LAUFENDE PROJEKTE

Danke an die Helfer

Zerstörung im Ahrtal

LOG LKW vor der Feuerwehr in Sinzig

 

Flutopfer können auf die gemeinsame Hilfe aus USA und Deutschland bauen

Luftfahrt ohne Grenzen/Wings of Help e. V. und das International Medical Corps bringen bautechnische Geräte zur Ahr – Feuerwehr Sinzig sorgt für langfristige, gemeinsame Nutzung der Geräte

Die gemeinsame, gezielte Hilfe aus Deutschland und den USA für die Flutopfer im Westen Deutschlands geht unvermindert weiter: Diese Woche erreichen per Lkw mehrere hundert elektrische Werkzeuge, Pumpen und Generatoren das Flutgebiet um die Städte Sinzig und Bad Bodendorf. Sie werden unter der Regie der Freiwilligen Feuerwehr Sinzig an die bedürftige Bevölkerung in diesem Teil von Rheinland-Pfalz zeitweise abgegeben. Die Feuerwehr gibt die Geräte, die alle auf Akku-Basis arbeiten, dann an andere Flutopfer zur Nutzung weiter. „Unsere Aktion hat somit einen nachhaltigen Effekt der Wiederverwendung – eine Maßnahme, die Menschen auch in anderen Regionen helfen wird“, sagt Frank Franke, Präsident von Luftfahrt ohne Grenzen / Wings of Help e.V. (LOG), Frankfurt am Main. Zu den gelieferten Geräten gehören zum Beispiel: Hochdruckreiniger, Bohrhämmer, elektrische Meißel, Universalsägen, Bohrschrauber und Bautrockner.
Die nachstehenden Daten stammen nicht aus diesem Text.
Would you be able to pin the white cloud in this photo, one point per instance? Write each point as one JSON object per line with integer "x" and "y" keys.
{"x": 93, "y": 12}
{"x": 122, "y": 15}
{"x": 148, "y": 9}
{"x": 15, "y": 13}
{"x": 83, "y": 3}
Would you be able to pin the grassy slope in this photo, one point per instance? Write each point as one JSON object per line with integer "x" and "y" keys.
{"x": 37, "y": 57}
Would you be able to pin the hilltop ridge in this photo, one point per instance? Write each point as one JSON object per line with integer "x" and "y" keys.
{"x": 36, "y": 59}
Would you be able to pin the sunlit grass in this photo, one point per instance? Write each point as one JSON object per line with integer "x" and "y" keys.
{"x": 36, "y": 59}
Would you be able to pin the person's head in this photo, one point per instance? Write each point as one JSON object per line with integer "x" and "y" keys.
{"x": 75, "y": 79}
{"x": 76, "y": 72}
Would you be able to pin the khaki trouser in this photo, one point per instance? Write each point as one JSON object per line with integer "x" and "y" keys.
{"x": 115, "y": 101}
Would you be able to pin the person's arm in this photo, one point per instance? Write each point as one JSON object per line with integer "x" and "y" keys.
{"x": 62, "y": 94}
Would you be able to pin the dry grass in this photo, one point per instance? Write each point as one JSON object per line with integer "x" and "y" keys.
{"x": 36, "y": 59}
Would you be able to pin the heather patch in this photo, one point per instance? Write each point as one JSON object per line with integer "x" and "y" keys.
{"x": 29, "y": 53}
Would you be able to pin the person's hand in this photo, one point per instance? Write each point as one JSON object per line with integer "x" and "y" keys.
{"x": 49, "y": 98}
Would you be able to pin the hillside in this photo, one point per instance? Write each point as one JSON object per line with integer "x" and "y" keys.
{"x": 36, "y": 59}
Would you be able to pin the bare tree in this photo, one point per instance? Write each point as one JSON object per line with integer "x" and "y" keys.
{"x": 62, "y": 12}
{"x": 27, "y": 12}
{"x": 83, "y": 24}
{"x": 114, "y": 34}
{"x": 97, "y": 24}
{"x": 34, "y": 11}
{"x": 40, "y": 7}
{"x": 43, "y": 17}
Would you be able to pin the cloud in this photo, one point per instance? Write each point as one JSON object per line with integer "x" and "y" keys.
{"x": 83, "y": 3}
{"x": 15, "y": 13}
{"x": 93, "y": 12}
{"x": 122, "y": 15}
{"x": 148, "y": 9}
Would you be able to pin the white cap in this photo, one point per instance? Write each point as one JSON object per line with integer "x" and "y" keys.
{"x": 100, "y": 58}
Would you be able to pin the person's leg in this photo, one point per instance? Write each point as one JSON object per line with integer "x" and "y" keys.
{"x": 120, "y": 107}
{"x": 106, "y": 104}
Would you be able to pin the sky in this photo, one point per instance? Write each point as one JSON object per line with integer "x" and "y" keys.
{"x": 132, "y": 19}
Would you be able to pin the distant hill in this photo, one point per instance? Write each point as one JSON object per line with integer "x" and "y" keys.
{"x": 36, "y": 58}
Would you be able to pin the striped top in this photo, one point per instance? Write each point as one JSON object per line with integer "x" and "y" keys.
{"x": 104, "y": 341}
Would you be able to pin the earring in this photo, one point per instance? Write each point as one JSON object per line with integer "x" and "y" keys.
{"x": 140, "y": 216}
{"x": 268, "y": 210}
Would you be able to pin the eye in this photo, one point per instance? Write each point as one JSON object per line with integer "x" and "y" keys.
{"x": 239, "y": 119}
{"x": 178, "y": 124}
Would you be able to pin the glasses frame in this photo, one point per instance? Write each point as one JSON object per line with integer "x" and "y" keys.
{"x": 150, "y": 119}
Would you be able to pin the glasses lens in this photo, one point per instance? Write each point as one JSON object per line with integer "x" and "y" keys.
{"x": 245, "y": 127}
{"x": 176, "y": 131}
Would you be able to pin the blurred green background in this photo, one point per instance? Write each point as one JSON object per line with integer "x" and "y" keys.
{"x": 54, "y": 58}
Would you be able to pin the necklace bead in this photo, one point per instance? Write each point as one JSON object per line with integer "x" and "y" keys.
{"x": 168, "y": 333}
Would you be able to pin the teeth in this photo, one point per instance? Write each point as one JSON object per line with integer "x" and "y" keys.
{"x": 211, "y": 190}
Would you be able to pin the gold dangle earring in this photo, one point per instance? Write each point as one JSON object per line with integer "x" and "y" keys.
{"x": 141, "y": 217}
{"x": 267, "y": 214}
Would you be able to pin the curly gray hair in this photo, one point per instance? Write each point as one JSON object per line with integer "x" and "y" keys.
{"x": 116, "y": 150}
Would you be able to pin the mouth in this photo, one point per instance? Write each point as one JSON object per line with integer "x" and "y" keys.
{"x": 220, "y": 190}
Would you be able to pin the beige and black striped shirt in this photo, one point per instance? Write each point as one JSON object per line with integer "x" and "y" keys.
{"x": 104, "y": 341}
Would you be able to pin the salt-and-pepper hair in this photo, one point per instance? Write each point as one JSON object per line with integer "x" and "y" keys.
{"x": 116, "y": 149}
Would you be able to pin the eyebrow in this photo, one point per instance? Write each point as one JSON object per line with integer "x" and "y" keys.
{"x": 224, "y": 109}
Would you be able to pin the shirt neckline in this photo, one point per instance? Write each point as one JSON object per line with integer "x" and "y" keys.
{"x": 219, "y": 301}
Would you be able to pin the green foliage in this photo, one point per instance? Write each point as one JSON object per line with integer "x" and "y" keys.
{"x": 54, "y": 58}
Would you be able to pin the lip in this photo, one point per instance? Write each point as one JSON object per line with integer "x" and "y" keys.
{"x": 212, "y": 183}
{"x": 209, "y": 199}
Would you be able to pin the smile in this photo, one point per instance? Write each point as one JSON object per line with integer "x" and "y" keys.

Einige Trockner gehen zudem nach Solingen, wo sie über das Büro des Oberbürgermeisters in die Hochwassergebiete in Nordrhein-Westfalen verteilt werden.

Die nunmehr vierte Hilfsaktion von Luftfahrt ohne Grenzen / Wings of Help e. V. seit Beginn der Flutkatastrophe wurde mit dem International Medical Corps (IMC), Los Angeles, organisiert. „Das IMC erinnert in diesem Zusammenhang an die umfassende Hilfe aus Deutschland, die 2005 nach dem Hurrikan Katrina der teilweise zerstörten Stadt New Orleans/Louisiana und der stark gebeutelten Region am Golf von Mexiko zu Gute kam.“, meint der Leiter für Katastrophenhilfe des IMC in Westeuropa, Marin Tomas. LOG hat sich seit Beginn der Katastrophe insbesondere für die Bevölkerung im Gebiet der Ahr eingesetzt und bislang Hilfsmittel von über 300 Tonnen Umfang zu den betroffenen Menschen gebracht. Der Wert dieser Lieferungen insgesamt beträgt etwa eine Million Euro.